Jakarta –
ByteDance, perusahaan induk TikTok, lebih memilih memblokir aplikasi video kecil tersebut di Amerika Serikat daripada menjualnya ke perusahaan lain sebagai upaya terakhir setelah mengambil tindakan hukum untuk menantang hukum.
Seperti diketahui, Presiden AS Joe Biden baru-baru ini mengeluarkan undang-undang yang memaksa ByteDance menjual TikTok jika ingin terus berlanjut di Amerika.
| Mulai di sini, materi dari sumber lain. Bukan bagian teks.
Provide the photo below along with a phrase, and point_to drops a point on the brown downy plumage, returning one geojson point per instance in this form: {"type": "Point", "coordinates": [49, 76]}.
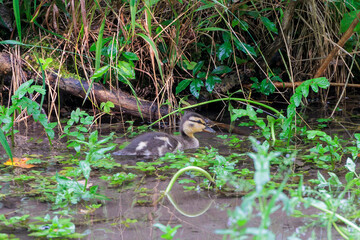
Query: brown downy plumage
{"type": "Point", "coordinates": [159, 143]}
Selain itu, TikTok akan diblokir di semua toko aplikasi dan layanan hosting di Amerika Serikat.
Menurut sumber yang dekat dengan ByteDance, algoritma yang diandalkan TikTok untuk merekomendasikan konten kepada pengguna dianggap penting bagi operasional perusahaan. Oleh karena itu, TikTok dengan algoritmanya sangat kecil kemungkinannya menjadi pilihan jualan.
ByteDance dilaporkan sedang menjajaki opsi untuk menjual bisnis TikTok di AS tanpa algoritmanya. Namun dalam postingan di Toutiao, ByteDance menegaskan belum ada rencana menjual TikTok.
Larangan TikTok di Amerika Serikat tidak akan berdampak signifikan terhadap bisnis ByteDance, kata sumber itu. TikTok saat ini memiliki 170 juta pengguna di Amerika Serikat, 1,5 miliar di seluruh dunia.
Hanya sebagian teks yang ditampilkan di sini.